BPAS has called the fine "out of proportion", and has already stated it will appeal against the decision.
The organisation statesd that it "didn't realise" that its website stored names, addresses, phone numbers and dates of birth of people who contacted it for further information on unplanned pregnancy.
David Smith, deputy commissioner and director of data protection at the ICO, said that "ignorance is no excuse".
"Data protection is critical and getting it right requires vigilance," said Smith in a statement.
"The British Pregnancy Advice Service didn't realise their website was storing this information, didn't realise how long it was being retained for and didn't realise the website wasn't being kept sufficiently secure.
"Ignorance is no excuse. It is especially unforgiveable when the organisation is handing information as sensitive as that held by the BPAS. Data controllers must take active steps to ensure that the personal data they are responsible for is kept safe."
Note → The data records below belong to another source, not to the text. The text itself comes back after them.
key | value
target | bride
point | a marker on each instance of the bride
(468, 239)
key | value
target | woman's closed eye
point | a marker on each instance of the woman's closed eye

The BPAS hacker - a 29 year old software engineer named James Jeffery - was sentenced in April 2012 to 32 months in jail.
At the time of the breach, BPAS said that no personal or medical details had been stolen, but a subsequent ICO investigation revealed this was not the case, leading to BPAS' defence of ignorance.
Data was not stored securely on the BPAS site, and was easily accessible by Jeffery due to a simple code exploit. The ICO also found that BPAS was keeping user details on record for five years longer than legally necessary.